A man reads a copy of the final edition of the News of the World in a newsagent in London. REUTERS

Rupert Murdoch's decision to close News of the World left more than 200 News International employees out of work and angry, especially at their former boss Rebekah Brooks.

Brooks, who is currently the chief executive of News International, was the editor of News of the World when the alleged phone-hacking started, but she has escaped official blame and is keeping her prestigious job.

Although warned by superiors to ensure there were no libels or any hidden mocking messages of the chief executive, angry journalists were able to sneak their feelings into print. Hidden in the Games section of the final issue of the News of the World tabloid, which was printed last Sunday, cryptic word clues are thought to refer to Brooks.

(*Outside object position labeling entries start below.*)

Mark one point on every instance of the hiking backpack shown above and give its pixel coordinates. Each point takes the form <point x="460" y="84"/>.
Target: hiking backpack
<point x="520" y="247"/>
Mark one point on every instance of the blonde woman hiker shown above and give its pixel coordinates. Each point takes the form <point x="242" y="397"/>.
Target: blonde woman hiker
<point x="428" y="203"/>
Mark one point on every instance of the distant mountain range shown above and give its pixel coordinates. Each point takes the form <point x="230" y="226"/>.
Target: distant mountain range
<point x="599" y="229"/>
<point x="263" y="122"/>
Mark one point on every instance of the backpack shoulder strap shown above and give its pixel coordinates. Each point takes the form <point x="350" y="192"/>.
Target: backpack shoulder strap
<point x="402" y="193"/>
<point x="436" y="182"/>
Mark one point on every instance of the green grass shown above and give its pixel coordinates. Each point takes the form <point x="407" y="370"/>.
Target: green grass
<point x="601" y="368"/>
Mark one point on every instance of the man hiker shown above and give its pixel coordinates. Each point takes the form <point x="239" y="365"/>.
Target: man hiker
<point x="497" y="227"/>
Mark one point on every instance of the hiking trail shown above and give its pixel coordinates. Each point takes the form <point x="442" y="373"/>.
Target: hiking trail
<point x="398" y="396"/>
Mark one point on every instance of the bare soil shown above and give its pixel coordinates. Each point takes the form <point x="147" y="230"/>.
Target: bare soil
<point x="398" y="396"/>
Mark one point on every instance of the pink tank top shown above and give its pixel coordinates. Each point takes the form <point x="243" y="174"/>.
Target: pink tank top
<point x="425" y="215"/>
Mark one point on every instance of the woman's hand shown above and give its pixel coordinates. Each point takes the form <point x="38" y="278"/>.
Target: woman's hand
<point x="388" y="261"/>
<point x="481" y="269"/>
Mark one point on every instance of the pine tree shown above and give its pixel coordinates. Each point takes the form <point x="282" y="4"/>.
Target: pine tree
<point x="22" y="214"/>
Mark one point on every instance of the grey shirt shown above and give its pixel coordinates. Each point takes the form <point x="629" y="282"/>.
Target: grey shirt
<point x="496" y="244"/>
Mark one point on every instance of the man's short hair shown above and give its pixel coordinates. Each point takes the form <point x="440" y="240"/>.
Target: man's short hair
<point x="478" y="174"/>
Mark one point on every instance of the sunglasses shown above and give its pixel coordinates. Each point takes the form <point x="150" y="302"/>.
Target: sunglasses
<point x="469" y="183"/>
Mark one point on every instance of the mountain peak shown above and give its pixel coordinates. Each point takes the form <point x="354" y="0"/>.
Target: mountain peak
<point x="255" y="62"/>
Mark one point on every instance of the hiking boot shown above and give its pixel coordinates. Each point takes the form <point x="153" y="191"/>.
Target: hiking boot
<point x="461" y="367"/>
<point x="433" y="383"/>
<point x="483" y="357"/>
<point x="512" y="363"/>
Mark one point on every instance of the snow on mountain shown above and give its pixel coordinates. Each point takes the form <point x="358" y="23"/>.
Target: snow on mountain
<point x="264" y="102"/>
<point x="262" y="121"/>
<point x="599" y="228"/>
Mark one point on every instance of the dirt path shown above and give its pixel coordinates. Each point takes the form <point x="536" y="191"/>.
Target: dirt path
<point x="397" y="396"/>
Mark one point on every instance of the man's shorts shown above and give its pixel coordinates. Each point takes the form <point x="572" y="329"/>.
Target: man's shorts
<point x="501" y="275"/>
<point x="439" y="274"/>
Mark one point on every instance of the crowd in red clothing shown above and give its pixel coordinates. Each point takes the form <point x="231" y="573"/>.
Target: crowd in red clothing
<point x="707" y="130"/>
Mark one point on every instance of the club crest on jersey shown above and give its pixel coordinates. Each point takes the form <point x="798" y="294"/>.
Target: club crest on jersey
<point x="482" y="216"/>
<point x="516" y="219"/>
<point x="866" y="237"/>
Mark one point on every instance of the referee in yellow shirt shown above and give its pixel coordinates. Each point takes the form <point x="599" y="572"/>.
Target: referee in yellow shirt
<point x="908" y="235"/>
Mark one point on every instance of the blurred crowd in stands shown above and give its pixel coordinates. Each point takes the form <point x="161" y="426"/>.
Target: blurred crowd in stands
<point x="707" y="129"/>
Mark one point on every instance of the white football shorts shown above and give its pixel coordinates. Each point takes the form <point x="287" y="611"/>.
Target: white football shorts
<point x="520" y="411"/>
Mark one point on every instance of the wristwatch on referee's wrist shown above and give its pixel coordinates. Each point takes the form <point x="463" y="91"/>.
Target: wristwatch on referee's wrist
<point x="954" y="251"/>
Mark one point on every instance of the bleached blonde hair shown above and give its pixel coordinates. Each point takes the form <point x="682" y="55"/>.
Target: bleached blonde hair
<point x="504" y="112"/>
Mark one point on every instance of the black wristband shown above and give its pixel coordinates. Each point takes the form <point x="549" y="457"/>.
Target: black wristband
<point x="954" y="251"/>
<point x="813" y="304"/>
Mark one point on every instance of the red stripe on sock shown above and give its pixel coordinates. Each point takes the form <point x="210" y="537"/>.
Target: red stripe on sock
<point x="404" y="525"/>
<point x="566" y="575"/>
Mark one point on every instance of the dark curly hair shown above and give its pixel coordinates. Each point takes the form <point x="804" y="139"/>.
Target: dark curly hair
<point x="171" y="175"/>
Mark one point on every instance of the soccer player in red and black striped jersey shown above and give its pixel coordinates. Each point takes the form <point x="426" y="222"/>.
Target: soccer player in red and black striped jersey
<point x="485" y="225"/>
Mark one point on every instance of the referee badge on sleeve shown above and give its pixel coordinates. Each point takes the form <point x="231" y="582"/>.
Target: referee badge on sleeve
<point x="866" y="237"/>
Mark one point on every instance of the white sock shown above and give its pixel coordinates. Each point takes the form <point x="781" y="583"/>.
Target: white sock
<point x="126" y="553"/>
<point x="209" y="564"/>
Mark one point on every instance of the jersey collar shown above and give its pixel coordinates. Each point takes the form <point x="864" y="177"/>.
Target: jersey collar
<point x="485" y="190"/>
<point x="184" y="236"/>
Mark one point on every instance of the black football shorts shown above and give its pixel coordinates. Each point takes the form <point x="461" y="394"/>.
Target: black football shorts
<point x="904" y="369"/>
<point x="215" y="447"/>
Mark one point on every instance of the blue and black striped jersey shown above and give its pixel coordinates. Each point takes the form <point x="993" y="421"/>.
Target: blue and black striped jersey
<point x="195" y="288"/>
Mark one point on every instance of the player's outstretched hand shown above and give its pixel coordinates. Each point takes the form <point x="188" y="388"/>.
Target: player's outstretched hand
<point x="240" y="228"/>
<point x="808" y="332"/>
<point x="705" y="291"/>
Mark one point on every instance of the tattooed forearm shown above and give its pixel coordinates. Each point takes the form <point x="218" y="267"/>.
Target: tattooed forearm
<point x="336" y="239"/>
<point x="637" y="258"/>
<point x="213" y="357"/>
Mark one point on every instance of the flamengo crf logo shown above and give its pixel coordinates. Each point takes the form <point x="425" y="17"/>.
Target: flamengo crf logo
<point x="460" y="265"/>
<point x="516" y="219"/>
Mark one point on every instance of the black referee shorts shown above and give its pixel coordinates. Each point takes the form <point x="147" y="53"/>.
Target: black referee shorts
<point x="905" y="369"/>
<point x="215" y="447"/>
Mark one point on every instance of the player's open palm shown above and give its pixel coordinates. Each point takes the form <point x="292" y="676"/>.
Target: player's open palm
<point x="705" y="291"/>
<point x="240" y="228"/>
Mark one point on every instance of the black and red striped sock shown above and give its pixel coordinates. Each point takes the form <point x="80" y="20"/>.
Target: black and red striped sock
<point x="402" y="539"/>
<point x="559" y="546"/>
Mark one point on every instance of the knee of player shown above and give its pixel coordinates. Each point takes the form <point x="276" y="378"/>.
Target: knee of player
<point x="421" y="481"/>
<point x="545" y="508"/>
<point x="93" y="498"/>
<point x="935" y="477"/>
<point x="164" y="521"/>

One puzzle had the words Brook, stink, catastrope and digital protection strewn throughout, while the crossword clues included phrases like criminal enterprise, mix in prison, string of recordings and will fear new security measure.

Crossword answers were equally damning, showing stench, disaster, pest, and tart.

According to The Telegraph, before the final printing Brooks and two senior journalists pored over the entire issue looking for slander.

She brought in two very senior Sun journalists to go through every line on every page with a fine tooth comb to ensure there were no libels or any hidden mocking messages of the chief executive, a source told the British paper. But they failed and we've had the last laugh.

Murdoch has said on numerous occasions that Brooks will remain the head of his News International, and insists that she had nothing to do with the illicit and shameful practices that took down his weekly tabloid.

As her former staffers continue to shout invectives and politicians and celebrities scream for her resignation, perhaps one crossword clue aptly describes Rebekah Brooks' current mental state: woman stares wildly at calamity.